The second raid of funds is underway in the State's choice to invest revenues in projects rather than return them as a dividend to California households facing higher prices. The cap-and-trade program is an enclosure of the Commons -- the atmospheric carbon sink -- that is a shared public good. An equal per capita dividend from this income stream would institutionalize the idea that we all share ownership of the Commons together, and that wealth should be distributed to everyone. That idea was persuasive to the California Public Utility Commission, which will return utility sector proceeds to ratepayers, but it has not swayed the governor's office or the legislature, which are being bombarded by interest groups' ideas for how to spend the money.
The governor's investment plan favors groups and agencies promoting sustainable land use and planning, something California clearly needs. But in a state where money is being continually invested in parking structures, new highway lanes, and widening roads, resulting in higher GHGs, is auction revenue the correct source of funds for SB375 activities?
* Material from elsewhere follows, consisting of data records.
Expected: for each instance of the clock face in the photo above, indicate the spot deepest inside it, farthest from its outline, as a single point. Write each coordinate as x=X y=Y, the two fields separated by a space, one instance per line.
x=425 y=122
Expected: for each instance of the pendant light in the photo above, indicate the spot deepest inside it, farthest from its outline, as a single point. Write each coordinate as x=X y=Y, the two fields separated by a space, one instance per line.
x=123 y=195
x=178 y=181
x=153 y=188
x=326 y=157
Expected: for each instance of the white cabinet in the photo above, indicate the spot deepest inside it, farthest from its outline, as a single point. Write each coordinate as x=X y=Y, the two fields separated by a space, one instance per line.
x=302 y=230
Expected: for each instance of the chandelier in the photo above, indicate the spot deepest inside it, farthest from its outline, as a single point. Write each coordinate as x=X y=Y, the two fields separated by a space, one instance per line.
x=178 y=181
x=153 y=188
Why not divert the funds behind the "brown" transportation projects to SB375 instead, and/or set up a special SB375 fee on high-impact (sprawl) development? True, Prop 26 means such a fee would need a two-thirds majority in the State Legislature, but Democrats now have that majority. Other proposed spending projects can be funded in similar ways, preserving the auction revenues to be returned to the people as an economy-changing, behavior-changing dividend.
In this most recent raid of "borrowing" $500 million from the cap-and-trade program, the governor argues that state agencies need more time to determine how the funds will be used, new programs are not ready yet, and in the meantime, he is putting those funds to use elsewhere. It would not be so easy to shift this money around if it was going back to the people in regular dividend checks. But once the auction revenues are seen as fungible like General Fund dollars, then it becomes all too easy, as was predicted in a July 2009 public comment to ARB: "Competing claims are strong: National debt, education, and liability to elders and veterans. Once politicians see revenues being spent, it will be tempting to "borrow" from those funds."
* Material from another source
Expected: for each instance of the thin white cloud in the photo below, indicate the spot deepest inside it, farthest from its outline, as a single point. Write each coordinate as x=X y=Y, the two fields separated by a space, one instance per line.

This is what just happened. The comment continued:
If you spend a large proportion of the money (rather than return it), fossil interests will exploit distributive claims and prevailing distrust of government to destroy the policy within a matter of a few election cycles. The best defense for the policy is to engage those households directly (i.e. provide a dividend).
If such a political attack and populist backlash come next, be on the lookout for a future blog post sequel titled "California and the Temple of Doom."